Numa ou noutra vertente, no entanto, o rápido acúmulo de experiências de mudança tornou-se sinal do tempo em todo o Ocidente: havia uma proposta de futuro se transformando em prática. No centro desta nova prática estava a construção de uma renovada relação entre sociedade e Estado. Para empregar uma formulação brasileira sobre a questão (do deputado estadual paulista Artur Orlando, no início do século 20), a estrutura da mudança tinha a seguinte forma essencial:

“Na Roma dos imperadores o direito público existe fora e acima do indivíduo; este não tem meio legal algum para se colocar ao abrigo contra o que for decidido e ordenado na esfera do direito público. Ora, suponhamos que o imperador, que encarna em si a soberania, ordena em virtude desta soberania tal ato que violará os direitos de um cidadão romano; segundo o direito que rege o Império não há, nem poderia haver, remédio legal, e a soberania representada pelo imperador não poderá encontrar obstáculo. No direito americano, pelo contrário, o cidadão tem direitos imprescritíveis, inalienáveis, que a autoridade não pode infringir, que devem ser salvaguardados, ao mesmo tempo, dos ataques dos particulares e das violências dos poderes públicos. […] Perante os princípios do direito romano, o soberano não encontra obstáculos à sua vontade; perante os princípios do direito americano, os direitos do cidadão estão ao abrigo da ação da soberania, mesmo coletiva”.

Esta era a grande mudança do tempo. O natural, ético, correto do Antigo Regime era obedecer ao rei, ainda que pagando com a vida; o que se construía com a experiência iluminista era o natural, ético e correto de todos obedecerem à lei – governo inclusive.

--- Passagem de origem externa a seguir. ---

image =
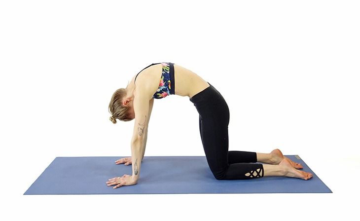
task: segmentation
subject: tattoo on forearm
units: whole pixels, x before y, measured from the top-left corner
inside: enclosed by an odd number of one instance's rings
[[[146,115],[145,115],[145,121],[144,123],[139,123],[139,127],[138,127],[138,132],[139,133],[139,136],[143,136],[144,134],[144,130],[145,128],[145,125],[146,122]]]
[[[138,159],[136,159],[135,161],[135,168],[134,168],[134,173],[136,175],[138,175],[138,173],[139,173],[139,170],[138,169]]]

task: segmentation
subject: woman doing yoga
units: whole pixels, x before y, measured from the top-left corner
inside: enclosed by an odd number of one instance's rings
[[[160,83],[159,82],[160,81]],[[116,123],[135,119],[131,140],[131,157],[116,164],[132,165],[132,175],[114,177],[106,182],[116,188],[134,185],[139,180],[145,152],[147,126],[154,98],[170,94],[188,96],[199,112],[200,136],[206,159],[217,180],[242,180],[266,176],[285,176],[307,180],[312,174],[299,170],[302,166],[285,157],[278,149],[270,153],[228,151],[229,112],[226,102],[211,84],[179,65],[152,64],[133,77],[126,88],[112,95],[109,104],[110,120]],[[257,162],[265,163],[255,163]]]

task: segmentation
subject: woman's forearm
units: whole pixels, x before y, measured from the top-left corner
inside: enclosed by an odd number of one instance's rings
[[[133,174],[132,179],[137,182],[140,175],[141,161],[145,148],[144,142],[138,140],[131,144],[131,161],[132,162]]]
[[[147,130],[145,131],[145,136],[144,137],[144,139],[145,139],[145,143],[144,145],[144,149],[143,150],[143,156],[141,157],[141,161],[143,161],[143,160],[144,159],[144,156],[145,154],[145,148],[146,147],[146,141],[147,141]]]

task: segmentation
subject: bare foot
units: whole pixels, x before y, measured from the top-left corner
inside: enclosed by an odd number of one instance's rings
[[[310,173],[296,170],[294,168],[291,163],[286,159],[284,159],[282,160],[279,165],[283,166],[285,168],[286,170],[286,177],[300,178],[306,181],[313,177],[313,175]]]
[[[302,165],[301,164],[295,163],[295,162],[290,160],[286,156],[284,156],[284,155],[283,155],[283,153],[282,153],[281,151],[280,151],[280,150],[279,149],[275,149],[274,150],[272,151],[270,153],[270,154],[271,154],[271,155],[272,156],[272,158],[274,159],[274,164],[279,164],[279,163],[280,163],[280,162],[281,162],[283,160],[286,159],[289,162],[289,163],[290,163],[292,167],[295,169],[303,168]]]

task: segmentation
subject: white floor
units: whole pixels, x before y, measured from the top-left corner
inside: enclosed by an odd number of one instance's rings
[[[356,219],[359,9],[355,1],[1,1],[0,219]],[[129,156],[134,122],[111,123],[108,102],[161,62],[220,92],[229,150],[298,154],[333,193],[23,195],[56,156]],[[151,119],[145,155],[204,155],[188,98],[155,101]]]

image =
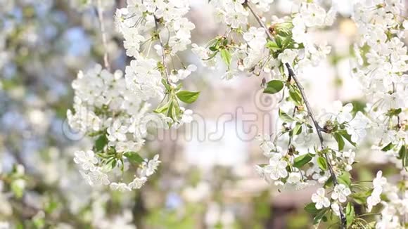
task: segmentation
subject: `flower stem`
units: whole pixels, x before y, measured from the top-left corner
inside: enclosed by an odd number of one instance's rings
[[[250,6],[250,5],[246,1],[245,3],[245,5],[250,10],[250,11],[253,15],[253,16],[255,18],[256,20],[258,22],[260,25],[265,30],[265,33],[267,34],[267,36],[268,37],[268,38],[270,40],[273,41],[274,38],[273,38],[272,35],[271,34],[271,33],[269,32],[269,30],[268,30],[268,28],[267,27],[265,24],[262,21],[260,18],[255,13],[255,12],[253,9],[253,8]],[[313,124],[314,125],[314,128],[316,129],[317,136],[319,136],[319,140],[320,140],[320,145],[321,145],[321,149],[323,150],[326,148],[326,146],[324,144],[324,140],[323,139],[323,136],[321,134],[321,127],[320,127],[319,126],[319,123],[316,120],[314,114],[313,113],[313,111],[312,110],[310,104],[309,103],[309,100],[307,100],[307,97],[306,96],[306,93],[305,93],[305,89],[303,89],[303,86],[300,84],[300,81],[299,81],[296,74],[295,74],[295,72],[293,72],[293,70],[291,67],[291,65],[289,65],[288,63],[286,63],[286,68],[288,69],[288,72],[289,73],[288,77],[291,77],[291,79],[293,79],[293,81],[295,81],[296,86],[298,86],[298,88],[299,89],[299,91],[300,91],[300,94],[302,96],[303,101],[305,101],[305,105],[306,105],[306,108],[307,110],[307,114],[308,114],[309,117],[310,117],[310,119],[312,119],[312,121],[313,122]],[[324,154],[324,156],[328,162],[327,164],[329,164],[329,170],[331,178],[333,179],[333,183],[334,185],[336,185],[338,184],[338,181],[337,179],[337,177],[336,176],[336,174],[334,173],[334,171],[333,170],[331,163],[330,163],[330,161],[329,160],[329,157],[327,157],[327,155],[326,154]],[[340,211],[340,218],[341,221],[340,228],[342,229],[345,229],[347,228],[347,219],[346,219],[345,216],[344,214],[343,208],[340,207],[339,210],[340,210],[339,211]]]
[[[98,0],[98,18],[101,25],[101,32],[102,34],[102,43],[103,44],[103,63],[105,67],[110,72],[110,65],[109,64],[109,55],[108,53],[108,40],[106,39],[106,32],[105,30],[105,22],[103,22],[103,7],[102,1]]]
[[[170,85],[170,81],[169,80],[169,72],[167,72],[167,67],[166,66],[166,54],[165,53],[165,46],[163,45],[163,41],[162,40],[162,37],[160,36],[160,33],[159,31],[159,26],[158,24],[158,20],[157,18],[155,17],[155,30],[156,30],[156,32],[157,32],[157,35],[159,39],[159,42],[160,44],[160,46],[162,48],[162,61],[163,61],[163,66],[165,67],[165,75],[166,77],[166,81],[167,81],[167,84]]]

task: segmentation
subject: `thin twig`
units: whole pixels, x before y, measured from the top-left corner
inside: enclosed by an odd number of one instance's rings
[[[109,64],[109,55],[108,54],[108,40],[106,39],[106,32],[105,31],[105,22],[103,22],[103,7],[102,1],[98,0],[98,18],[101,24],[101,33],[102,34],[102,43],[103,44],[103,63],[105,67],[110,71],[110,65]]]
[[[160,36],[160,33],[159,31],[159,25],[158,24],[157,18],[155,17],[155,26],[156,29],[156,32],[158,33],[158,37],[159,39],[159,42],[160,44],[160,46],[162,47],[162,57],[163,61],[163,66],[165,67],[165,75],[166,76],[166,80],[168,84],[170,84],[170,81],[169,80],[169,72],[167,72],[167,67],[166,67],[166,54],[165,53],[165,46],[163,45],[163,41],[162,40],[162,37]]]
[[[262,21],[260,18],[255,13],[255,12],[253,11],[253,9],[250,6],[250,5],[246,1],[244,4],[248,8],[249,8],[249,10],[250,11],[250,12],[252,13],[253,16],[255,18],[256,20],[258,22],[260,25],[265,30],[265,33],[267,34],[267,36],[268,37],[268,38],[271,41],[273,41],[274,39],[273,39],[272,35],[270,34],[269,30],[267,29],[265,24]],[[298,79],[298,77],[296,77],[296,74],[295,74],[295,72],[293,72],[293,70],[291,67],[291,65],[289,65],[288,63],[286,63],[286,68],[288,69],[288,72],[289,73],[288,77],[293,79],[295,81],[296,86],[299,89],[299,91],[300,91],[300,94],[302,96],[303,101],[305,101],[305,104],[306,108],[307,110],[307,114],[308,114],[309,117],[310,117],[310,119],[312,119],[312,121],[313,122],[313,124],[314,125],[314,128],[316,129],[316,131],[317,132],[317,136],[319,136],[319,140],[320,140],[320,145],[321,145],[321,149],[323,150],[326,148],[326,146],[324,145],[324,140],[323,139],[323,136],[321,134],[322,129],[320,127],[320,126],[319,126],[319,123],[316,120],[315,116],[313,114],[313,111],[312,110],[312,107],[310,106],[310,104],[309,103],[309,100],[307,100],[307,97],[306,96],[306,93],[305,93],[305,89],[303,89],[303,86],[302,86],[302,84],[300,84],[299,80]],[[336,185],[338,184],[338,181],[337,179],[337,177],[336,176],[336,174],[334,173],[334,171],[333,170],[333,167],[331,166],[331,164],[330,163],[330,161],[329,160],[329,157],[327,157],[327,155],[324,155],[324,156],[328,162],[327,164],[329,165],[328,166],[331,178],[333,179],[333,183],[335,185]],[[347,219],[346,219],[345,216],[344,214],[343,208],[340,207],[339,210],[340,210],[339,211],[340,211],[340,218],[341,221],[340,228],[342,229],[345,229],[347,228]]]

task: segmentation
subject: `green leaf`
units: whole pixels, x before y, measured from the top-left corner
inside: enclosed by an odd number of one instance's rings
[[[351,202],[348,202],[348,204],[347,204],[347,207],[345,207],[345,219],[347,220],[348,228],[352,225],[355,217],[355,212],[354,211],[354,206],[352,205]]]
[[[193,103],[198,98],[200,91],[180,91],[177,92],[177,95],[180,100],[186,103]]]
[[[343,174],[337,178],[338,183],[342,183],[348,187],[351,185],[351,174],[347,171],[343,171]]]
[[[112,161],[112,163],[110,164],[112,169],[114,169],[115,167],[116,167],[117,164],[117,161],[116,159],[114,159],[113,161]]]
[[[95,140],[95,149],[96,150],[96,152],[103,150],[103,148],[106,145],[108,145],[108,138],[106,138],[106,134],[103,134]]]
[[[272,51],[276,51],[281,49],[279,46],[278,46],[278,44],[272,41],[268,41],[268,43],[267,44],[267,47],[270,50],[272,50]]]
[[[395,145],[393,144],[393,143],[388,143],[388,145],[384,146],[384,148],[383,148],[381,149],[381,150],[384,151],[384,152],[387,152],[387,151],[393,149],[395,146]]]
[[[327,162],[326,161],[326,159],[324,159],[324,157],[317,157],[317,165],[319,165],[319,167],[320,167],[321,170],[323,171],[327,170]]]
[[[136,152],[127,152],[123,154],[123,156],[126,157],[130,162],[134,164],[141,164],[144,161],[143,157]]]
[[[344,139],[343,139],[343,136],[341,134],[338,133],[333,133],[333,136],[334,136],[334,139],[337,141],[337,145],[338,145],[338,150],[341,151],[344,149]]]
[[[221,58],[225,63],[226,65],[231,65],[231,60],[232,59],[232,56],[231,53],[227,49],[221,49],[219,51],[219,53],[221,54]]]
[[[264,90],[264,93],[268,94],[274,94],[282,90],[283,88],[283,82],[280,80],[271,80],[267,84],[267,88]]]
[[[289,87],[289,96],[295,102],[297,105],[302,105],[302,96],[300,95],[300,91],[297,87],[291,86]]]
[[[327,211],[329,211],[329,209],[321,209],[320,211],[319,211],[319,213],[313,218],[313,224],[316,225],[319,223],[321,219],[324,219],[324,215],[327,213]]]
[[[289,116],[289,115],[286,114],[285,112],[281,110],[280,108],[279,110],[279,117],[281,118],[281,119],[282,119],[282,121],[283,121],[285,122],[295,122],[295,119],[293,119],[293,117]]]
[[[402,166],[407,166],[407,164],[408,164],[408,157],[407,155],[407,146],[405,145],[402,145],[400,151],[398,151],[398,155],[401,160],[402,160]]]
[[[171,101],[167,102],[164,105],[156,108],[156,110],[155,110],[153,112],[156,112],[156,113],[159,113],[159,114],[160,113],[163,113],[163,114],[166,113],[167,112],[167,110],[169,109],[169,107],[170,107],[171,103],[172,103]]]
[[[305,164],[307,164],[312,160],[313,157],[310,154],[306,154],[295,158],[293,166],[296,168],[301,168]]]
[[[299,135],[302,133],[302,124],[297,123],[295,128],[293,128],[293,135]]]
[[[361,191],[352,193],[350,197],[356,203],[363,205],[366,203],[367,197],[370,196],[371,192],[371,191]]]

Certamente não era o tipo de experiência capaz de agradar a um rei absolutista, formado desde a primeira gota de leite materno para fazer o papel de ser excepcional, modelo infinitamente superior ao vassalo ou nobre comum. Mas não faltaram casos para a reflexão deles com a imposição de novos valores – nenhum foi maior que a separação da cabeça mística e do corpo do monarca francês Luís 16 por um golpe da guilhotina revolucionária.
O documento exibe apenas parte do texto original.